The last post on the Causes of Retail Project Failure, could paint a pretty dim picture. But there are ways to improve the odds of project success. Here are four ways retail leaders can keep retail projects on track. Key tactics for making sure your retail projects succeed.
- Create Full-Time Process Owners. When individual functions try to create business improvements, they often do so without seeing the end-to-end impact across other areas. That leads to optimizing one portion of the process while suboptimizing the entire process overall. Creating ownership for the end-to-end process ensures that someone is providing critical oversight and prioritization to improving the outcome of an entire process. (Think of the promotional process. Improving promo forecasts also require responsibility for planning and execution down to the store level.) Real business change happens when someone owns the outcome of a process and not just the completion of a project.

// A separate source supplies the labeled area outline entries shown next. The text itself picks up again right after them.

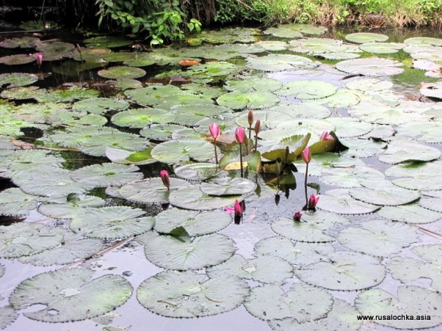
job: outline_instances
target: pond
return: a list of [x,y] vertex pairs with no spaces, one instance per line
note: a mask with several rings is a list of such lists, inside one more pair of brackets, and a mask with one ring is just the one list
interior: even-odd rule
[[3,37],[0,328],[442,323],[439,31]]

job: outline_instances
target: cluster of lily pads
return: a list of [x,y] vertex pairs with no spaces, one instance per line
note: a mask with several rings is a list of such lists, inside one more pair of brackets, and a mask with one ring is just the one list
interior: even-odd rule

- Create Permanent “Change the Business” Resources. It is delusional to think the same resources that efficiently run the day to day retail business can create transform it. Even creating incremental improvements in how work is done is infrequent. Best in class retailers use a 10 to 1 ratio. One person is dedicated full time to changing business technology, processes and metrics for every ten running the business. This change the business role should be a required career assignment and last from 18-36 months. And NO – you cannot ask everyone to do their “regular” job 90% of the time and change it 10% of the time. I have never seen that work.
- Develop Risk Adjusted ROI’s. To combat expectations, ensure that ROI’s are weighted for difficult to measure risk factors. Examples include historical adoption rates, previous project team success rates, technology stability, political leadership and other “unmeasurables” that affect the project’s outcome. An enlightened steering committee challenges business cases and apportions funding into digestible chunks that can be corrected for risk over time. Importantly, measure the ROI delivery after the project ends. Nothing motivates a project team like knowing their delivery will be measured and reported. And tied to future career opportunities.
- Hold Executives Accountable throughout their career. No one is going to slow down the trajectory of a high-powered executive. But set the expectation that an initiative created under the executive sponsorship of a person remains with them despite a career change. This will help keep executive guidance and leadership constant throughout the length of a project. The great Store Manager Training project created by the VP of Stores remains his responsibility even if he becomes the SVP of HR, for example. Or the supply chain technology implementation remains the responsibility of the VP of Supply Chain even if she moves to Merchandising or COO.
I have seen all of these tactics implemented. They greatly improve the return on investments made to improve retail business technology and practices.